Lewinsky, who is only 24 years old, is whisked off to a nearby hotel room where she is held for 11 hours and informed that she faces up to 27 years in jail for lying on an affidavit about her relationship with Clinton – unless, of course, she agrees to co-operate with the independent counsel, Kenneth Starr, who has been investigating Clinton for more than three years.
“Monica Lewinsky had a choice to make,” says Neyfakh. “Should she co-operate with the Starr investigation or remain loyal to the president and risk a decades-long prison sentence?”
Lewinsky refused to bow to the demands, which included wearing a wire to record telephone conversations with Clinton and those close to him. This is often overlooked. “That is where she comes through, as I can’t imagine anyone else would,” says journalist Renata Adler at the conclusion of episode one. “I think there’s an honesty, perhaps, underneath everything else, in the way Monica Lewinsky presents herself.” The same could never be said of Clinton, who later denied the affair, dismissing Lewinsky as “that woman”.
After the high drama of this opening, in the next two episodes (only three have been released so far), Neyfakh traces the story right back to the beginning of Clinton’s political career. He explores his troubled presidential campaign in 1992, which was dogged by sleaze and scandal. Clinton was forced to confront numerous other allegations of adultery and underwent an investigation into his property dealings, which came to be known as the “Whitewater controversy”.
Meanwhile, Clinton’s first term in office was defined by the suicide of an old friend from Arkansas, Vince Foster, who had joined Clinton as a deputy White House counsel. Foster became associated with a major scandal – the “White House travel office controversy” – when a number of staff at the travel office were dismissed without warning. This, critics claimed, allowed Clinton to surround himself with friends and cronies. “Here [in Washington], ruining people is considered sport,” Foster said.

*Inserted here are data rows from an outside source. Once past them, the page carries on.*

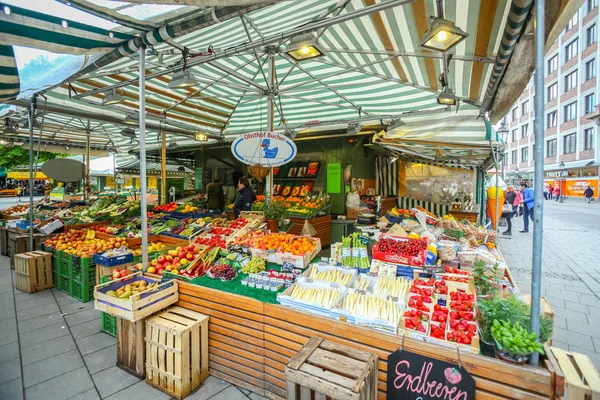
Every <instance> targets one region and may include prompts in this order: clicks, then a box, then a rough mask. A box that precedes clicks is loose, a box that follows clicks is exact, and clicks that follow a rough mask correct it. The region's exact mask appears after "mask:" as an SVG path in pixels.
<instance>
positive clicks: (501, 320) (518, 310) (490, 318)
mask: <svg viewBox="0 0 600 400" xmlns="http://www.w3.org/2000/svg"><path fill="white" fill-rule="evenodd" d="M530 314H531V307H530V305H529V304H527V303H525V302H522V301H520V300H519V299H518V298H517V297H516V296H515V295H510V296H508V297H500V296H494V297H486V298H483V299H479V300H478V301H477V323H478V324H479V328H480V331H481V336H482V339H483V340H484V341H485V342H486V343H491V341H492V335H491V325H492V321H494V320H498V321H507V322H508V323H510V324H514V323H515V322H519V323H520V324H521V325H522V326H527V327H528V326H530V324H531V323H530V321H531V318H530ZM553 326H554V323H553V321H552V320H551V319H549V318H548V317H547V316H546V315H541V316H540V335H539V340H540V342H541V343H545V342H547V341H548V339H550V338H551V337H552V329H553Z"/></svg>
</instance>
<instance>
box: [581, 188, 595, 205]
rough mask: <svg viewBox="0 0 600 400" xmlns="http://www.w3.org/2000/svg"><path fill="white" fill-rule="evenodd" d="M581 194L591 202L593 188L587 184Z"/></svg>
mask: <svg viewBox="0 0 600 400" xmlns="http://www.w3.org/2000/svg"><path fill="white" fill-rule="evenodd" d="M583 195H584V196H585V198H586V199H587V201H588V203H591V202H592V197H594V189H592V187H591V186H588V187H587V188H586V189H585V191H584V192H583Z"/></svg>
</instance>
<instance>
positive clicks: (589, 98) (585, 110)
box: [585, 93, 596, 114]
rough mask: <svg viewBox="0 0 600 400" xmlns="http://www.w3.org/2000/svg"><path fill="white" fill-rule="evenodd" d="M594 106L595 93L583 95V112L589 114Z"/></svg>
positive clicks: (595, 98) (595, 97)
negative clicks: (584, 103) (583, 100)
mask: <svg viewBox="0 0 600 400" xmlns="http://www.w3.org/2000/svg"><path fill="white" fill-rule="evenodd" d="M595 108H596V94H595V93H591V94H588V95H587V96H585V113H586V114H591V113H593V112H594V109H595Z"/></svg>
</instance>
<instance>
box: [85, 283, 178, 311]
mask: <svg viewBox="0 0 600 400" xmlns="http://www.w3.org/2000/svg"><path fill="white" fill-rule="evenodd" d="M178 300H179V291H178V286H177V281H168V282H164V283H160V282H159V281H158V280H156V279H152V278H149V277H146V276H143V275H142V274H141V272H136V273H134V274H132V275H129V276H126V277H124V278H121V279H118V280H114V281H110V282H106V283H103V284H100V285H98V286H96V287H95V288H94V308H95V309H96V310H99V311H103V312H105V313H108V314H111V315H114V316H116V317H120V318H123V319H126V320H128V321H132V322H135V321H138V320H140V319H142V318H144V317H146V316H148V315H150V314H153V313H155V312H157V311H159V310H162V309H163V308H165V307H167V306H169V305H171V304H173V303H176V302H177V301H178Z"/></svg>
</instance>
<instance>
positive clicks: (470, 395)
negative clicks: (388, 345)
mask: <svg viewBox="0 0 600 400" xmlns="http://www.w3.org/2000/svg"><path fill="white" fill-rule="evenodd" d="M387 398H388V400H441V399H453V400H474V399H475V380H474V379H473V377H471V375H470V374H469V373H468V372H467V371H466V370H465V369H464V368H462V367H460V366H458V365H455V364H450V363H448V362H445V361H440V360H437V359H435V358H430V357H425V356H422V355H420V354H415V353H411V352H410V351H406V350H397V351H395V352H394V353H392V354H390V356H389V357H388V373H387Z"/></svg>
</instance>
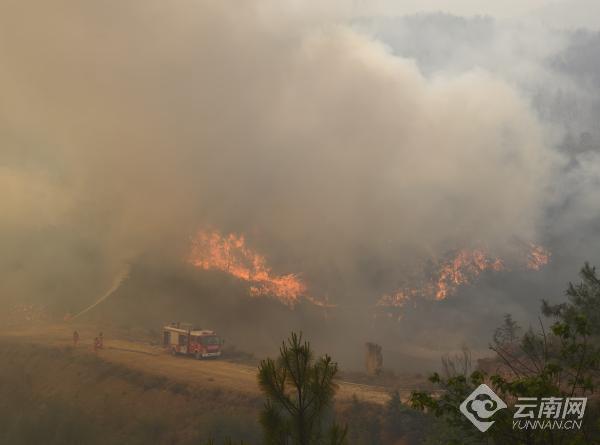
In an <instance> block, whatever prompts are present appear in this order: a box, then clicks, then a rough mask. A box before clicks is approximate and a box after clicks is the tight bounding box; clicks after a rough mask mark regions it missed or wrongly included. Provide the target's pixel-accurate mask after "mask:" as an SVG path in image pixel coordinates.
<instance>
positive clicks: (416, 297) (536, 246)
mask: <svg viewBox="0 0 600 445" xmlns="http://www.w3.org/2000/svg"><path fill="white" fill-rule="evenodd" d="M529 247H530V250H529V252H528V254H527V260H526V267H527V268H528V269H532V270H540V269H541V268H542V267H543V266H545V265H546V264H548V262H549V261H550V252H549V251H548V250H546V249H545V248H543V247H541V246H538V245H537V244H534V243H529ZM486 270H491V271H495V272H499V271H501V270H506V267H505V265H504V261H502V260H501V259H500V258H492V257H490V256H489V255H488V254H486V253H485V252H484V251H483V250H481V249H472V250H469V249H463V250H460V251H459V252H458V253H457V254H456V255H455V256H454V258H453V259H451V260H449V261H445V262H443V263H442V264H441V266H440V268H439V271H438V272H437V273H436V274H435V276H434V278H432V279H431V280H429V281H428V282H426V283H425V284H424V285H423V286H420V287H414V288H405V289H400V290H398V291H397V292H395V293H394V294H391V295H384V296H383V297H382V298H381V299H379V301H378V302H377V306H386V307H403V306H404V305H406V304H407V303H408V302H409V301H411V300H414V299H415V298H417V297H420V298H429V299H435V300H438V301H439V300H444V299H445V298H447V297H448V296H450V295H453V294H455V293H456V292H457V290H458V288H459V287H460V286H462V285H465V284H469V283H472V282H473V281H474V280H475V279H476V278H477V277H478V276H479V275H480V274H481V273H483V272H484V271H486Z"/></svg>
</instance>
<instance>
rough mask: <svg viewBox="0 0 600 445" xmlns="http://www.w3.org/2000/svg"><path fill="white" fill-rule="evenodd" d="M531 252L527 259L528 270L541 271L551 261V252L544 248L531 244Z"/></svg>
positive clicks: (527, 266)
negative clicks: (550, 256) (540, 270)
mask: <svg viewBox="0 0 600 445" xmlns="http://www.w3.org/2000/svg"><path fill="white" fill-rule="evenodd" d="M529 246H530V247H531V250H530V251H529V256H528V258H527V268H528V269H532V270H540V269H541V268H542V267H544V266H545V265H546V264H548V262H549V261H550V255H551V254H550V252H549V251H548V250H546V249H544V248H543V247H542V246H538V245H537V244H534V243H530V244H529Z"/></svg>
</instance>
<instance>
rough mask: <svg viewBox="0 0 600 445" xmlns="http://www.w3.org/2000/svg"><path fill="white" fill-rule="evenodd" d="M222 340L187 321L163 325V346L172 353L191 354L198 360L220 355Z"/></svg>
mask: <svg viewBox="0 0 600 445" xmlns="http://www.w3.org/2000/svg"><path fill="white" fill-rule="evenodd" d="M222 344H223V341H222V340H221V338H220V337H219V336H218V335H217V334H216V333H215V331H209V330H207V329H197V328H194V327H193V326H192V325H191V324H188V323H171V324H169V325H166V326H164V327H163V346H164V348H165V349H166V350H168V351H169V352H170V353H171V354H173V355H178V354H182V355H192V356H194V357H196V358H197V359H198V360H200V359H203V358H213V357H214V358H216V357H220V356H221V345H222Z"/></svg>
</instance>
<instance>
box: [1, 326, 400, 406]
mask: <svg viewBox="0 0 600 445" xmlns="http://www.w3.org/2000/svg"><path fill="white" fill-rule="evenodd" d="M74 329H77V330H78V331H79V332H80V334H81V342H80V344H79V346H78V348H80V349H81V350H82V351H84V352H85V353H89V354H93V353H94V352H92V339H93V337H94V336H95V335H96V334H97V333H95V331H92V330H91V329H90V328H89V327H87V326H82V325H78V326H73V325H68V324H52V325H51V324H39V325H35V326H28V327H24V328H19V329H14V328H13V329H11V330H0V337H4V338H11V339H13V340H14V341H26V342H29V343H38V344H44V345H49V346H57V347H67V346H71V345H72V332H73V330H74ZM105 337H106V340H105V345H104V346H105V348H104V349H103V350H101V351H98V353H97V354H98V356H99V357H100V358H102V359H104V360H106V361H109V362H112V363H118V364H121V365H125V366H127V367H130V368H132V369H136V370H139V371H142V372H145V373H150V374H155V375H160V376H164V377H167V378H168V379H170V380H174V381H179V382H182V383H186V384H189V385H194V386H198V387H205V388H222V389H227V390H228V391H235V392H240V393H244V394H248V395H258V394H259V388H258V385H257V379H256V367H254V366H249V365H246V364H241V363H235V362H232V361H228V360H227V359H226V358H223V359H217V360H195V359H193V358H191V357H184V356H178V357H173V356H171V355H170V354H168V353H167V352H165V351H164V350H163V349H162V348H160V347H158V346H153V345H151V344H149V343H144V342H140V341H132V340H130V339H122V338H119V339H115V338H111V335H105ZM338 385H339V389H338V394H337V398H338V400H340V401H345V400H349V399H351V398H352V397H353V396H356V397H357V398H358V399H360V400H364V401H367V402H371V403H376V404H383V403H385V402H386V401H387V400H388V399H389V395H388V390H387V389H386V388H384V387H378V386H371V385H364V384H359V383H352V382H346V381H338ZM402 395H406V394H402Z"/></svg>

It is to Neyfakh’s great credit that this often knotty, political build-up to the exposure of the Lewinsky affair remains so compelling. He is a fine narrator with a diligent eye for detail – Clinton’s nickname was “Slick Willy”; he could apparently eat a roast potato in two bites – who has managed to coax colourful contributions from a richly varied cast of characters.

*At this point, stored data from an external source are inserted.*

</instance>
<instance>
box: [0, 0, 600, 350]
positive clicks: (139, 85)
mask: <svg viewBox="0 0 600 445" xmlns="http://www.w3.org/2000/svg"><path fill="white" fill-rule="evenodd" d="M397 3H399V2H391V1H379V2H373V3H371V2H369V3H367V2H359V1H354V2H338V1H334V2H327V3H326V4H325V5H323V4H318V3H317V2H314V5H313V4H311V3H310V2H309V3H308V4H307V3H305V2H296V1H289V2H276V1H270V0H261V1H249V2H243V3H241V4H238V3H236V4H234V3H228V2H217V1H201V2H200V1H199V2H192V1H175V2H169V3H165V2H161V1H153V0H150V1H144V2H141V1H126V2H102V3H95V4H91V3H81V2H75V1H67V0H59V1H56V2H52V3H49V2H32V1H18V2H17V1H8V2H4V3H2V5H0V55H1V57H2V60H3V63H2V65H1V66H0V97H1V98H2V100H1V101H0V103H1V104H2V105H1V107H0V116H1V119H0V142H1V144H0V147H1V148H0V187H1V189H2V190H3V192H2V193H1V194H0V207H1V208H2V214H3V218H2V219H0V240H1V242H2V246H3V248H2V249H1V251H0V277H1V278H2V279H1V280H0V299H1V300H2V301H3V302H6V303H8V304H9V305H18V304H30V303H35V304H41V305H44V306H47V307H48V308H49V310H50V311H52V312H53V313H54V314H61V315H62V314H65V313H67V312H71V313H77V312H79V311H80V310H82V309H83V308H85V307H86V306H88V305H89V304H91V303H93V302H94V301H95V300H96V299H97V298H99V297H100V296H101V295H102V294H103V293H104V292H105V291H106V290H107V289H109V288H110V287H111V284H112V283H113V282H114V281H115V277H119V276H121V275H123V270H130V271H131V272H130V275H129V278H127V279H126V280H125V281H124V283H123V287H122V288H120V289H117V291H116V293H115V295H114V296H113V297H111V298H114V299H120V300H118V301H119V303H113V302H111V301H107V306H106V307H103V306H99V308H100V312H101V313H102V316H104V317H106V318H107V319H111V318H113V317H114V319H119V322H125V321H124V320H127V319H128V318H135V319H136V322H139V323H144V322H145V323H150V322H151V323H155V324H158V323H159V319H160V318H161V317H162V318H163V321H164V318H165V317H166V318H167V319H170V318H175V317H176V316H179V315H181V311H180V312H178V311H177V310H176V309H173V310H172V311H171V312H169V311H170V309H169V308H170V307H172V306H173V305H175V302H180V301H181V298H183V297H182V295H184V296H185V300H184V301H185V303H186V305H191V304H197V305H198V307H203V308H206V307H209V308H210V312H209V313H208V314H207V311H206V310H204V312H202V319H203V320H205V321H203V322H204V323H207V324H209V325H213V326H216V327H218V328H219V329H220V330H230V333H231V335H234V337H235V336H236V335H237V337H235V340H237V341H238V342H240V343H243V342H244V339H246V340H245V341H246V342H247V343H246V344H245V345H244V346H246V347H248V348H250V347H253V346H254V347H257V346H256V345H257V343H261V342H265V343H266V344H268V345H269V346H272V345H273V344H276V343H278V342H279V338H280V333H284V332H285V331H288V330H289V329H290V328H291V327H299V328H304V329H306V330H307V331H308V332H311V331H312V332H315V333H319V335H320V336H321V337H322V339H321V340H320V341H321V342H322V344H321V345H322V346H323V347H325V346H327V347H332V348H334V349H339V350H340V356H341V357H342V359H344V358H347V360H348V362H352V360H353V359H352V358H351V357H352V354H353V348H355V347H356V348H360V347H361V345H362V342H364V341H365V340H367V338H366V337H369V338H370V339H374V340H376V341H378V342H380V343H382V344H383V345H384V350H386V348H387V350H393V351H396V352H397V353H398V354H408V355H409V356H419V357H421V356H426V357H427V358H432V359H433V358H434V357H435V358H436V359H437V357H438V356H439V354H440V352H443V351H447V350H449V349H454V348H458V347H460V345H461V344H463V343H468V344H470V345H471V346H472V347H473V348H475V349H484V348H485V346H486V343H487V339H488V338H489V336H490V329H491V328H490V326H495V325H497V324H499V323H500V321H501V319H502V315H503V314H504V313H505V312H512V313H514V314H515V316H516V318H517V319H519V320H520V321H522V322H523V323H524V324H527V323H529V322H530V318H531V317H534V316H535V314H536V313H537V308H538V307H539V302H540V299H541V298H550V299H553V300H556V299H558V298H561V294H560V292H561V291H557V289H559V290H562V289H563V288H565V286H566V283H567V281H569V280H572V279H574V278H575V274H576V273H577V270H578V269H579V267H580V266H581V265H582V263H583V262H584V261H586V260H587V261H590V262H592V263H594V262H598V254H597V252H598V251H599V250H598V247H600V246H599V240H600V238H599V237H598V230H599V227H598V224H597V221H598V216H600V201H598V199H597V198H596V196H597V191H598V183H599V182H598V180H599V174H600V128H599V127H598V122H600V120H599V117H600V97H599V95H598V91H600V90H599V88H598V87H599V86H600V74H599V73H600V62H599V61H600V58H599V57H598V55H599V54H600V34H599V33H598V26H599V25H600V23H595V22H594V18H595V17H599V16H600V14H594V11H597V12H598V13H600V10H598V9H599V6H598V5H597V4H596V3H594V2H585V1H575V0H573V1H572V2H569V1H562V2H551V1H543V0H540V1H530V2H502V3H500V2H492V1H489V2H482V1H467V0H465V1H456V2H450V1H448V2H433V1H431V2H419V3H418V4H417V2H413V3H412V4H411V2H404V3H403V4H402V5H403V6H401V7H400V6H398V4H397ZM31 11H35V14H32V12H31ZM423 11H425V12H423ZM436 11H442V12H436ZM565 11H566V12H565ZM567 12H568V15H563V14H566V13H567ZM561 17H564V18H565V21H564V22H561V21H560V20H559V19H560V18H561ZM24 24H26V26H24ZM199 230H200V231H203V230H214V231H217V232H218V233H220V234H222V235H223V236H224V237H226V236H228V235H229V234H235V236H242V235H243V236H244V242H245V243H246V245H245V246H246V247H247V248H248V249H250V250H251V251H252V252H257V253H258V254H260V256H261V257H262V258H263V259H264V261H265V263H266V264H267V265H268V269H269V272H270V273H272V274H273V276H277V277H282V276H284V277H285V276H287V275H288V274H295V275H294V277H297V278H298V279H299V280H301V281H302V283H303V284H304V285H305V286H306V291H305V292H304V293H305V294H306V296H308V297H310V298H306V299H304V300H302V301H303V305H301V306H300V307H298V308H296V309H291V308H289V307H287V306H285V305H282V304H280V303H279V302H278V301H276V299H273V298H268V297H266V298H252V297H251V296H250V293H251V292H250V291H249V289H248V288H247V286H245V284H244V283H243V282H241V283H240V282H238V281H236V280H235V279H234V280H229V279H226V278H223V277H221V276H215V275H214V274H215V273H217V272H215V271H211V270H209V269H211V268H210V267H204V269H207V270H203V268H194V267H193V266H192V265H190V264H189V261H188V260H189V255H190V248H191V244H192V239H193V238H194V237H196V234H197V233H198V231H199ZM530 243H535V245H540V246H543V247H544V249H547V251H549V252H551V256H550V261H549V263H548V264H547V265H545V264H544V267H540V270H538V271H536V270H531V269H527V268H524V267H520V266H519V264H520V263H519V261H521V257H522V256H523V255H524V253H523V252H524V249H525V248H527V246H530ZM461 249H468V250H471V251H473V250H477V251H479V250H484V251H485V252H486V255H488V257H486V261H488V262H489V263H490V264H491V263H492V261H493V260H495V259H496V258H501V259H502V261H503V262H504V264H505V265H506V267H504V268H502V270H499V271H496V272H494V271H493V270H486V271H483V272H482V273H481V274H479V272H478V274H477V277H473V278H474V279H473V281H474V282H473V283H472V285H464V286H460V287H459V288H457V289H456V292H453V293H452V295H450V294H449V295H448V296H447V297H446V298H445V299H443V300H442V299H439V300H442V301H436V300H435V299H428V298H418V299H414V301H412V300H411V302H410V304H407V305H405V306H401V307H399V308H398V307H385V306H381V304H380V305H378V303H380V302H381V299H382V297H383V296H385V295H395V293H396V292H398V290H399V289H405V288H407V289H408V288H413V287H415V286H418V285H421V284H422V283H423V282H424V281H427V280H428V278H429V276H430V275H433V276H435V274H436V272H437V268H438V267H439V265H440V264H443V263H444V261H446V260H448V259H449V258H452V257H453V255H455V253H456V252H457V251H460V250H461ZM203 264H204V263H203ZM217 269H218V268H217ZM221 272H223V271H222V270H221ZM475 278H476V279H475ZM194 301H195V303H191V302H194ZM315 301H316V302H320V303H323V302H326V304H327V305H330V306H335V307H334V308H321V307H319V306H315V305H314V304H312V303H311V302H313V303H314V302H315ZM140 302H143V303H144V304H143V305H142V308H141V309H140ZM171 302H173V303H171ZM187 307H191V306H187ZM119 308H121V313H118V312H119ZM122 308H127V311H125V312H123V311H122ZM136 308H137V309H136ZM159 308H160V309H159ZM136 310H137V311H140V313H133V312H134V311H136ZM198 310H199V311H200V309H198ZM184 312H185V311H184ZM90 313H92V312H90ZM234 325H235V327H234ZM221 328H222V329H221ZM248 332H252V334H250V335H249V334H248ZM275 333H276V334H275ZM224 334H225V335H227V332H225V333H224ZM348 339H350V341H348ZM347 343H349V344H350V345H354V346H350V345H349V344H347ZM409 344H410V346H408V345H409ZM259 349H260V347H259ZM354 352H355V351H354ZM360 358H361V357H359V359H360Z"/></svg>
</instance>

Some of the most outrageous of these concern Paula Jones, a former Arkansas state employee, who filed a sexual harassment lawsuit against Clinton prior to his impeachment. “She didn’t look like someone you’d find at a Washington cocktail party, she looked like the kind of woman that fancy Washington types looked down on,” says Stuart Taylor, a journalist who, in 1997, wrote a 15,000-word article about Jones for American Lawyer magazine. “The image settled on her being kind of low class.”

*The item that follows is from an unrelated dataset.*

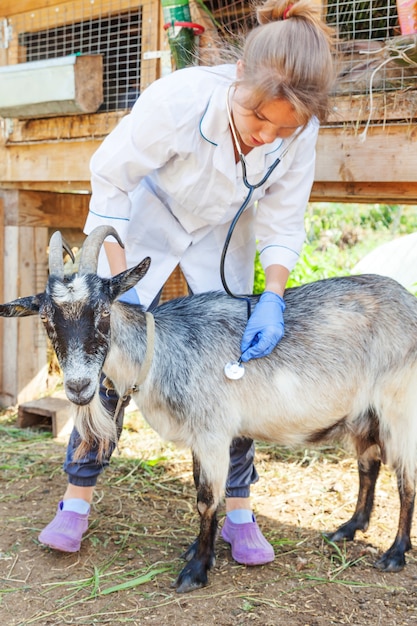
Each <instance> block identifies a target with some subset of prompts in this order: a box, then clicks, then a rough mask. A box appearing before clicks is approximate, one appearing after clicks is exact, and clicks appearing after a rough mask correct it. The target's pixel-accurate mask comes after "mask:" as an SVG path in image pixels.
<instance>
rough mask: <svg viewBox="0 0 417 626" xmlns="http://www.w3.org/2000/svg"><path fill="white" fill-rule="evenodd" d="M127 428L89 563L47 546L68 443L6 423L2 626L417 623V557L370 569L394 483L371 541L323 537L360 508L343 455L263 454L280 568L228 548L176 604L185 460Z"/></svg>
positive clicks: (356, 486)
mask: <svg viewBox="0 0 417 626" xmlns="http://www.w3.org/2000/svg"><path fill="white" fill-rule="evenodd" d="M126 426H127V427H126V428H125V430H124V432H123V435H122V440H121V445H120V454H118V455H117V454H116V455H115V456H114V458H113V459H112V464H111V467H110V468H109V469H108V470H107V471H106V472H105V474H104V475H103V476H102V477H101V479H100V483H99V486H98V489H97V491H96V497H95V500H94V506H93V508H92V512H91V516H90V521H91V523H90V528H89V531H88V533H87V534H86V536H85V539H84V541H83V544H82V548H81V551H80V552H79V553H77V554H63V553H57V552H54V551H51V550H49V549H47V548H45V547H42V546H41V545H39V543H38V541H37V536H38V533H39V531H40V530H41V528H42V527H43V526H44V525H45V524H46V523H48V522H49V521H50V519H51V518H52V516H53V514H54V511H55V508H56V506H57V502H58V500H59V499H60V497H61V495H62V493H63V491H64V489H65V484H66V480H65V476H64V474H63V472H62V470H61V465H62V460H63V456H64V451H65V442H64V441H57V440H54V439H52V437H51V436H50V435H49V434H47V433H46V434H45V433H40V432H38V431H34V430H33V431H31V430H27V429H25V430H20V429H17V428H16V427H15V416H14V415H13V414H7V415H4V416H3V417H2V418H0V522H1V524H0V624H2V625H3V626H26V625H29V624H36V625H42V626H46V625H48V626H49V625H54V626H55V625H62V624H74V625H85V624H88V625H93V624H94V625H100V626H101V625H104V624H110V625H113V624H114V625H118V624H133V625H142V624H152V625H158V626H177V625H178V626H180V625H181V626H196V625H204V626H207V625H211V624H213V625H214V624H215V625H216V626H229V625H230V626H232V625H233V626H239V625H242V624H244V625H246V624H259V625H262V626H275V625H281V624H285V625H289V626H328V625H333V624H350V625H355V626H377V625H381V626H402V625H407V626H411V625H415V624H416V623H417V560H416V557H417V552H416V551H411V552H410V553H408V556H407V566H406V568H405V569H404V570H403V571H402V572H399V573H393V574H384V573H381V572H379V571H378V570H376V569H375V568H373V566H372V564H373V562H374V561H375V559H376V558H377V557H378V555H380V554H381V551H383V550H385V549H387V548H388V547H389V546H390V545H391V543H392V541H393V538H394V535H395V531H396V524H397V519H398V495H397V492H396V484H395V479H394V477H393V476H392V474H391V473H390V472H388V471H386V470H384V471H383V473H382V475H381V477H380V480H379V482H378V489H377V495H376V506H375V511H374V515H373V519H372V524H371V526H370V528H369V530H368V532H366V533H359V534H358V536H357V538H356V541H355V542H353V543H347V544H345V545H344V544H342V545H339V546H335V545H333V544H329V543H328V542H326V541H325V539H324V538H323V535H322V533H323V532H324V531H326V530H333V529H335V528H336V527H337V526H338V525H339V524H340V523H342V522H343V521H346V520H347V519H348V517H349V516H350V515H351V513H352V511H353V508H354V504H355V500H356V491H357V474H356V464H355V461H354V460H353V459H352V458H351V457H350V456H349V455H348V454H346V453H344V452H343V451H341V450H340V449H338V448H337V447H335V448H330V447H329V448H326V449H321V450H320V451H314V450H302V451H297V452H288V451H286V450H283V449H281V448H276V447H273V446H269V445H268V446H266V445H264V444H259V445H258V446H257V468H258V471H259V474H260V476H261V479H260V481H259V482H258V483H257V484H256V485H255V486H254V488H253V504H254V508H255V512H256V515H257V519H258V522H259V524H260V526H261V528H262V530H263V532H264V534H265V535H266V537H267V538H268V539H269V541H270V542H271V543H272V544H273V546H274V549H275V555H276V557H275V561H274V562H273V563H271V564H269V565H265V566H262V567H254V568H248V567H244V566H241V565H238V564H237V563H235V562H234V561H233V560H232V558H231V555H230V550H229V546H228V545H227V544H225V543H224V542H223V541H222V539H221V538H220V537H219V538H218V540H217V562H216V565H215V567H214V568H213V570H212V571H211V572H210V575H209V585H208V586H207V587H206V588H204V589H201V590H197V591H195V592H193V593H189V594H185V595H179V594H177V593H176V592H175V591H174V590H173V589H172V588H171V587H170V584H171V582H172V581H173V580H174V579H175V576H176V574H177V573H178V572H179V571H180V569H181V567H182V563H183V562H182V560H181V553H182V552H183V550H184V549H185V548H186V547H187V546H188V544H189V543H190V542H191V541H192V539H193V538H194V537H195V535H196V532H197V527H198V518H197V514H196V511H195V506H194V503H195V493H194V488H193V484H192V475H191V463H190V458H189V454H188V452H179V451H178V450H176V449H175V448H173V447H172V446H170V445H166V444H164V443H162V442H161V441H160V440H159V438H158V436H157V435H155V434H154V433H153V432H152V431H151V430H150V428H149V427H148V426H147V425H146V424H144V422H143V420H142V419H141V417H140V416H139V415H138V414H137V413H132V414H131V415H130V416H129V417H128V419H127V422H126ZM222 519H223V512H222V514H221V521H222ZM415 530H416V529H415ZM413 539H414V543H415V545H416V547H417V540H416V537H415V535H413Z"/></svg>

By providing us with so much of this background, Neyfakh leaves us in no doubt that Clinton and his administration were in free-fall, lurching from one disaster to the next, long before anyone had even heard of Monica Lewinsky. “They just kept on being their own worst enemies and their actual worst enemies were more than happy to take their missteps and exploit them,” says Ruth Marcus, a journalist who reported on the White House for the Washington Post.
So why has Lewinsky’s name become synonymous with all that was wrong about Clinton’s time as President? We were all too willing, it seems, to pin his myriad failings on a 24-year-old woman. Clinton, remember, was acquitted on all charges and continued in the White House until 2001. Lewinsky’s life was never the same again.
Powerful men abusing their position. Young women being discarded as little more than collateral damage. In the shadow of the recent #MeToo movement, the Monica Lewinsky story feels more prescient than ever.